Para la realización de esta investigación Alfaro tomó en cuenta no sólo el número de personas que votaron y no votaron a lo largo de 16 años, sino también consideró datos de contexto como ubicación geográfica, género, estado civil y edad de la población.

El investigador asegura que el principal interés para realizar esta investigación fue entender las razones por las que se ha reducido la asistencia a las urnas de elección presidencial en Costa Rica, tal como está ocurriendo en otras de las democracias más estables del mundo. 

“En las democracias del mundo hemos visto en un largo periodo una reducción en la concurrencia a las urnas, así que uno tiene que buscar explicaciones de por qué esto ocurre y por qué ocurre en diferentes contextos, hay que analizar las fuerzas detrás de esos comportamientos” apuntó el politólogo.

De acuerdo con Alfaro, los datos recabados revelan además que las personas con mayor edad y casadas son quienes acuden más a las urnas, comportamiento que se atribuye a una madurez que les permite entender la importancia del sufragio.

“Es el ciclo de vida de las personas, conforme un individuo va envejeciendo adopta roles de adulto. La gente conforme envejece adquiere interés por la política y entiende que la política tiene implicaciones en su vida cotidiana, entonces actúa en consecuencia” acotó el académico.

 

Madres influyen en el ejercicio electoral de sus hijos e hijas

La investigación realizada por Alfaro mostró que las mujeres han tomado desde la mitad de la década de los noventa, y de forma progresiva, un rol más activo en la política costarricense y que incluso,  hoy en día acuden más a las urnas que los hombres.

“El caso de Costa Rica es muy interesante, las mujeres aquí votan más que los hombres y eso tiene que ver con conquistas como el voto femenino y otras luchas sociales. Fue desde mitad de la década de los noventas que la mujer empezó a superar al hombre” apuntó el académico.

Sin embargo, la influencia de las mujeres va más allá de acudir a las urnas. Para la investigación realizada, Alfaro tomó en consideración la influencia de los padres y madres de familia sobre la intención de votar de sus hijos e hijas.

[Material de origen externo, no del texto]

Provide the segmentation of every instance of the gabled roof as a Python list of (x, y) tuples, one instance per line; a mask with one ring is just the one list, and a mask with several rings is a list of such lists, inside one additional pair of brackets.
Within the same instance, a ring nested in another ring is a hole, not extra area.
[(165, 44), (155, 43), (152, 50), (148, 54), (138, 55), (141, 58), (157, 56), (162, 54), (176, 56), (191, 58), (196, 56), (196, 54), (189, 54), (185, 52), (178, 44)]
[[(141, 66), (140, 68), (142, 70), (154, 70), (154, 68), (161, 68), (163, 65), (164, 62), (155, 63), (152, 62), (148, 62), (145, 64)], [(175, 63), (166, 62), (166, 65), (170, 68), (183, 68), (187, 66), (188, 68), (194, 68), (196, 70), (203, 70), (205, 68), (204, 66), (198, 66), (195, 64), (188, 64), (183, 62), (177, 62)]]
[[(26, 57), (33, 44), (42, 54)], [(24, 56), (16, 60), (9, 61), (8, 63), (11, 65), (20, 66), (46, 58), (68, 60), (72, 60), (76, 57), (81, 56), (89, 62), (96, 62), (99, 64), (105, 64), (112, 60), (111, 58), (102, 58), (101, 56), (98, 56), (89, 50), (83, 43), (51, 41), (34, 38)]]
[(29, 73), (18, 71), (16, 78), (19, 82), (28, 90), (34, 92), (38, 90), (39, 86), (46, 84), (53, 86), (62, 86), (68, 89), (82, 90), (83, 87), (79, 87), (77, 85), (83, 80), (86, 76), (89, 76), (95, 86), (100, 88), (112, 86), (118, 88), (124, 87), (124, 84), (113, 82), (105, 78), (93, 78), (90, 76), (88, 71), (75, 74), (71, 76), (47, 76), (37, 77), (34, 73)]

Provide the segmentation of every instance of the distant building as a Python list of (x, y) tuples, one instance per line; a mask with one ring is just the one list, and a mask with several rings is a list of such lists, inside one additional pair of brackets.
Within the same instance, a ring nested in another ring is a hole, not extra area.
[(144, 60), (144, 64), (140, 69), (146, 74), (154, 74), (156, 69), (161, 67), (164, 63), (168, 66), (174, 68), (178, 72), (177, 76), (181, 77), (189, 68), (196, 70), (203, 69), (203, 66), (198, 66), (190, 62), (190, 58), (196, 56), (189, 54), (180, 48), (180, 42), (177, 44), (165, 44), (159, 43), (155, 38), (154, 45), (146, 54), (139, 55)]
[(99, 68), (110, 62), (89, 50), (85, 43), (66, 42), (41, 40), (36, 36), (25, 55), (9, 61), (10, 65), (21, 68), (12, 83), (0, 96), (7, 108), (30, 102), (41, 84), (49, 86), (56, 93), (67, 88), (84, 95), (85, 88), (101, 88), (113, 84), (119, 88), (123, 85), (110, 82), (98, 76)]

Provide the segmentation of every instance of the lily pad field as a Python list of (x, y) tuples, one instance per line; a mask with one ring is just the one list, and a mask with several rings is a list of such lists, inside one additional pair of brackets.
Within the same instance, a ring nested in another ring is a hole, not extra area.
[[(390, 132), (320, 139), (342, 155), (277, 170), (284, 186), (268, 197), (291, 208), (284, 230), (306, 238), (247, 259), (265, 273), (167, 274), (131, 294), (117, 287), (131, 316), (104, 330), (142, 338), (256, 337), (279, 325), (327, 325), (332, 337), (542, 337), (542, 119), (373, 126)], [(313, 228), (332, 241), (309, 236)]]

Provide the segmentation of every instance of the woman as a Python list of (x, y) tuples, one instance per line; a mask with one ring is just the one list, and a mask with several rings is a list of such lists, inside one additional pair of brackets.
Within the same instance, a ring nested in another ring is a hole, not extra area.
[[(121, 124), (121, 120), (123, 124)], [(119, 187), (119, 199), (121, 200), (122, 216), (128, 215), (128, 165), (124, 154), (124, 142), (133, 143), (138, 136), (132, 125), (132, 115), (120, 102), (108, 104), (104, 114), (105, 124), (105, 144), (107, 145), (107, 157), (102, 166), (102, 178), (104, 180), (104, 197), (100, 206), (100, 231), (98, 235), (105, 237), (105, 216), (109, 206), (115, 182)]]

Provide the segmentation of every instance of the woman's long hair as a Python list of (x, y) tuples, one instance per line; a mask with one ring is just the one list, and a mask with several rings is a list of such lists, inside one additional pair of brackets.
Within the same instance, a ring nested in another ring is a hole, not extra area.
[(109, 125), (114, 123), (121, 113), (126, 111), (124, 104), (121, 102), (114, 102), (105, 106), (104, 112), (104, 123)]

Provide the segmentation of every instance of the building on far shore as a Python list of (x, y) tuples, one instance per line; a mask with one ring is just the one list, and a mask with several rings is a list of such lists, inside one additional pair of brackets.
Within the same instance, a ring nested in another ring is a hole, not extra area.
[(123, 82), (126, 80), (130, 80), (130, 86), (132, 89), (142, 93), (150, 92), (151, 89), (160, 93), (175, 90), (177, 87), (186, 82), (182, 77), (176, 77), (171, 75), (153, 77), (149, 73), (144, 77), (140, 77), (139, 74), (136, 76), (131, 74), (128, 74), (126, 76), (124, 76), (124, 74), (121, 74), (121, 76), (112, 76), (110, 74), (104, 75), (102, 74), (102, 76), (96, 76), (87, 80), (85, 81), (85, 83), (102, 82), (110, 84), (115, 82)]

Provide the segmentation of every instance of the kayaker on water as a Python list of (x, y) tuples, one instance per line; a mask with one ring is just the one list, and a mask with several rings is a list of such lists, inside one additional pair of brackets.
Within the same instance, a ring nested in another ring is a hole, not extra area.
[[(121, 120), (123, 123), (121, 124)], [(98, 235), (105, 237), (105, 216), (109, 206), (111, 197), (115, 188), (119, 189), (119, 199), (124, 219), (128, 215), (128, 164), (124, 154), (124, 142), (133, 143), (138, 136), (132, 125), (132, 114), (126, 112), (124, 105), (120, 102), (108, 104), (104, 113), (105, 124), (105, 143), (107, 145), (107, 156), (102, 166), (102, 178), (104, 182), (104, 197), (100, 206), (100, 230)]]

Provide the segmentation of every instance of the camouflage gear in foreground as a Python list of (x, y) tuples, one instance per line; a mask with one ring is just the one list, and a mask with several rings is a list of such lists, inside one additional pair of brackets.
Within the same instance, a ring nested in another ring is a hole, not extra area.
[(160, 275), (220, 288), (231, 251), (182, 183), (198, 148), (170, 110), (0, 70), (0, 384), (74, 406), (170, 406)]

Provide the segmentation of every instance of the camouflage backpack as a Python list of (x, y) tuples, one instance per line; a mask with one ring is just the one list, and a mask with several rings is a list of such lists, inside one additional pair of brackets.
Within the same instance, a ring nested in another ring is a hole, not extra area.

“Los progenitores tienen un rol muy importante en la socialización política de sus hijos e hijas, son un ejemplo determinante para el futuro comportamiento de sus descendientes, si ven que sus padres son poco participativos van a replicar ese ejemplo” señaló el investigador.

Uno de los hallazgos más llamativos para Alfaro fue encontrar que las mujeres son más influyentes que los hombres como agentes de socialización política para sus hijos e hijas, lo que a la larga ocasiona que las madres impacten el comportamiento en mayor medida que los padres.

“La madre tiene un rol muy biológico y natural con sus hijos y en la política ese efecto es determinante, esto quiere decir que las mujeres tienen un rol muy determinante en la política. Las madres son agentes socializadores dominantes respecto a los padres” apuntó Alfaro. 

No obstante, el politólogo remarca que la influencia de los progenitores es mayor cuando los votantes se encuentra en etapas tempranas de su participación electoral y disminuye conforme van apareciendo nuevas alternativas políticas y los votantes van creciendo.

 

Polarización política es el principal motivante a votar para costarricenses

La investigación desarrollada por Alfaro, que se publicó bajo el título “Divide y votarás”, profundiza en el fenómeno de la polarización como medio de movilización política para la ciudadanía costarricense, principalmente en la última década.

De acuerdo con el académico, unas votaciones polarizadas pueden animar a los ciudadanos a acercarse a las urnas, pues existe una clara separación entre los partidos contendientes y para los votantes es más sencillo tomar la decisión de votar por uno u otro partido.

“A la polarización normalmente se le atribuyen cualidades negativas, pero al menos para la participación electoral es el principal estimulador, lo que pasa es que mucha polarización puede ser muy riesgoso. La democracia tiene que encontrar ese equilibrio” subrayó el investigador.

Alfaro asegura que el fenómeno de la polarización es propio de las democracias, sin embargo, la clave está en manejar adecuadamente los conflictos que puedan surgir en el camino de maduración de la política electoral. 

“En las democracias el conflicto es inherente, siempre va a estar presente. El tema es manejar ese conflicto, no podemos dejar que la polarización desestabilice el sistema político” concluyó Alfaro.